Starting in Junos OS Release 20.3R1, vSRX 3.0 can automatically scale out or scale in for internal and
outbound traffic using Azure LB and Azure Virtual Machine Scale Sets. You can use the suggested
deployments with Azure Load Balancer and VMSS to achieve vSRX 3.0 scaling and better performance
for your business needs.
With Azure Load Balancer, you can scale your applications and create high availability for your services.
Azure Load Balancer supports inbound and outbound scenarios, provides low latency and high
throughput, and scales up to millions of flows for all TCP and UDP applications. Load Balancer
distributes new inbound flows that arrive on the Load Balancer's front-end to back-end pool instances,
according to rules and health probes.
Azure VMSS let you create and manage a group of identical, load balanced virtual machines (VMs). The
number of VM instances can automatically increase or decrease in response to demand or a defined
schedule. Scale sets provide high availability to your applications, and allow you to centrally manage,
configure, and update a large number of VMs. With VMSS, you can build large-scale services for areas
such as compute, big data, and container workloads.
Azure Load Balancer also checks vSRX 3.0 health by means of a health probe. If one vSRX 3.0 instance is
not healthy according to the health probe, it will be moved out of load balancing.
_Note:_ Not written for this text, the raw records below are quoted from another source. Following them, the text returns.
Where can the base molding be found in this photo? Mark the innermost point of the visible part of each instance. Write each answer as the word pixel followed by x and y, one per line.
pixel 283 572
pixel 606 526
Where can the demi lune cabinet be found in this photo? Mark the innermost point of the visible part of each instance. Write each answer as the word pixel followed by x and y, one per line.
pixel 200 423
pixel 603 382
NOTE: Do not configure NAT for west-east traffic. If NAT is configured, traffic might be
distributed to different vSRX 3.0 instances for each direction.
For information about Azure Load Balancer high availability port limitations, see Azure Load Balancer –
HA ports.
The core architecture of the vSRX 3.0 scale-out and scale-in solution consists of the following
components:
• Azure Load Balancer—Provides traffic distribution toward vSRX 3.0 in the back-end pool.
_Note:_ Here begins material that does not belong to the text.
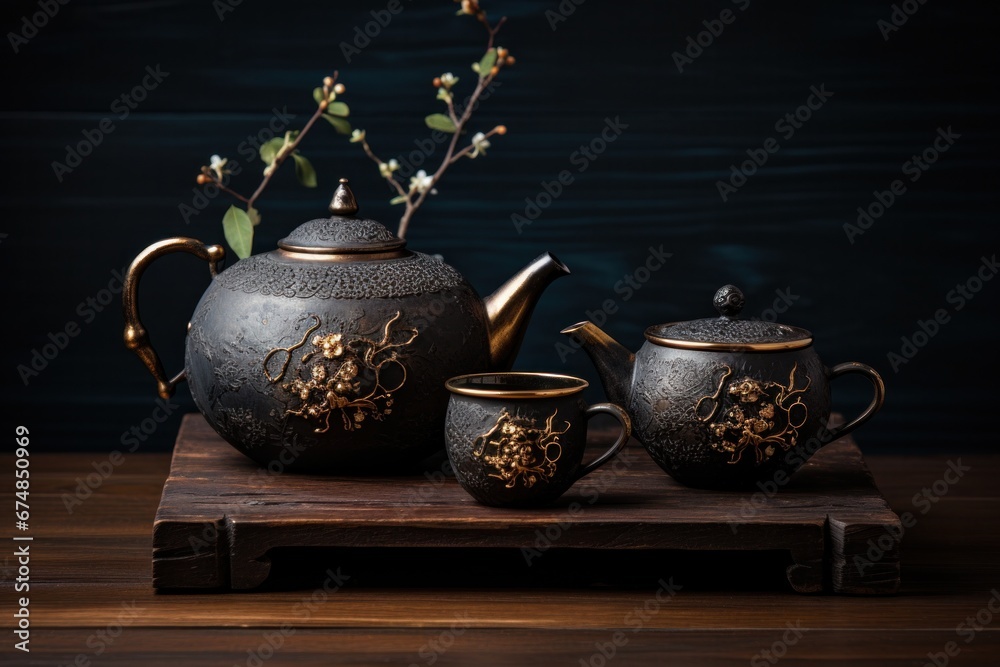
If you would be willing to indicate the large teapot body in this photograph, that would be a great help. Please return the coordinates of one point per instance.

• Azure Virtual Machine Scale Sets (VMSS)—Creates and manages a group of vSRX 3.0 VMs as the
back-end pool of Load Balancer. Defines automatic scale-in and scale-out rule to trigger automatic
scaling.
• Initial Junos OS configuration—With the help of cloud-init, autoconfigures each vSRX 3.0 instance in
VMSS.
132
Benefits of vSRX 3.0 Scaling Using Azure Load Balancer and Virtual Machine Scale
Sets
• Build highly reliable applications—Improve application reliability through health checks. Azure Load
Balancer probes the health of your application instances, automatically takes unhealthy instances out
of rotation, and reinstates them when they become healthy again. Use Load Balancer to improve
application uptime.
• Instantly add scale to your applications—With built-in load balancing for cloud services and VMs,
you can create highly available and scalable applications in minutes. Azure Load Balancer supports
TCP/UDP-based protocols such as HTTP, HTTPS, and SMTP, and protocols used for real-time voice
and video messaging applications.
• High availability and robust performance for your applications—Azure Load Balancer automatically
scales with increasing application traffic. Without you needing to reconfigure or manage the Load
Balancer, your applications provide a better customer experience.
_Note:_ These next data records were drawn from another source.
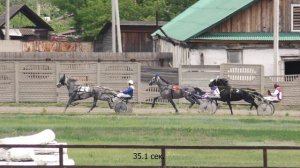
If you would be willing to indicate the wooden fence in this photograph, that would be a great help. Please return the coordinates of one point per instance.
(35, 81)
(163, 156)
(198, 75)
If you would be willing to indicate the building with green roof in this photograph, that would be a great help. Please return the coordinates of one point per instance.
(213, 32)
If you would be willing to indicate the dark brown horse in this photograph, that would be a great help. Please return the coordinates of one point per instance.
(79, 92)
(170, 92)
(228, 93)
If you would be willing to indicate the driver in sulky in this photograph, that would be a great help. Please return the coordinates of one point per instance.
(276, 96)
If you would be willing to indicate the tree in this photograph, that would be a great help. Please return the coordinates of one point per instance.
(89, 16)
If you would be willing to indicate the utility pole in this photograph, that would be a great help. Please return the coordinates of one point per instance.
(7, 20)
(276, 38)
(113, 25)
(38, 7)
(118, 27)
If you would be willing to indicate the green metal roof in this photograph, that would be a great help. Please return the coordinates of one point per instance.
(237, 36)
(201, 16)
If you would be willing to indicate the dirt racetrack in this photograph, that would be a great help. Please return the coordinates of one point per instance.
(139, 109)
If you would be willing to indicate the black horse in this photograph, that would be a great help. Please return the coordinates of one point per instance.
(228, 94)
(170, 92)
(80, 92)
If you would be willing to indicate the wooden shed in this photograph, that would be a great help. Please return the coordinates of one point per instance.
(40, 30)
(234, 31)
(135, 35)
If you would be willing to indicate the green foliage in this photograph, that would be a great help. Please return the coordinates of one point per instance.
(90, 15)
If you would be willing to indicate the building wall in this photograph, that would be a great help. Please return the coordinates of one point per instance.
(250, 56)
(258, 18)
(11, 46)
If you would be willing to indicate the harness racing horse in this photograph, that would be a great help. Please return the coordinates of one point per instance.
(79, 92)
(170, 92)
(228, 94)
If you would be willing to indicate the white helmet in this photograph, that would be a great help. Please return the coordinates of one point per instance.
(130, 82)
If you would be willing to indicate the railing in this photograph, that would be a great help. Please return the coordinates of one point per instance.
(162, 148)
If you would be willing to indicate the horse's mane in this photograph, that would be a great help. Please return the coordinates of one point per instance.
(223, 81)
(164, 80)
(72, 79)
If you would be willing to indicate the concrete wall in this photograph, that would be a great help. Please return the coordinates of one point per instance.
(11, 46)
(250, 56)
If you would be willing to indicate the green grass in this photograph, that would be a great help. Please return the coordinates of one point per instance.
(164, 129)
• Load-balance Internet and private network traffic—Use the internal Azure load balancer for traffic
between VMs inside your private virtual networks, or use it to create multitiered hybrid applications.
• Secure your networks—Provides flexible NAT rules for better security. Control your inbound and
outbound network traffic, and protect private networks using built-in Network Address Translation
(NAT). Secure your network and integrate network security groups with Azure Load Balancer.
133
You can manage the east-west traffic internal traffic in Azure Cloud by deploying vSRX 3.0 as
demonstrated in Figure 30 on page 133.
The west and east segments in this illustration represent two user networks, and these networks need
to access each other (west-east traffic) or Internet (outbound traffic). The standard Azure internal Load
Balancer that helps load-balance all traffic that comes from west and east. The high availability rule for
load balancing is configured on the Azure Load Balancer's high availability ports. The high availability
ports rule is set with front-end and back-end as port 0 and protocol is set as ALL. The vSRX 3.0 VMSS
builds up a vSRX 3.0 group with multiple identical vSRX 3.0 VMs. It acts as a back-end pool of the
internal Load Balancer. The Azure internal Load Balancer only distributes traffic to vSRX 3.0 VMSS per
flow (5-tuples) according to the load-balancing algorithm. It does not make changes on packets, like
destination NAT translation. Its front-end IP is only a route next hop for west or east networks.
134
• Add a Frontend IP
• Add a network security group, and add inbound security rules for enabling SSH and Wweb
service.
3. Add an Azure Load Balancer with type as Internal and SKU as Standard.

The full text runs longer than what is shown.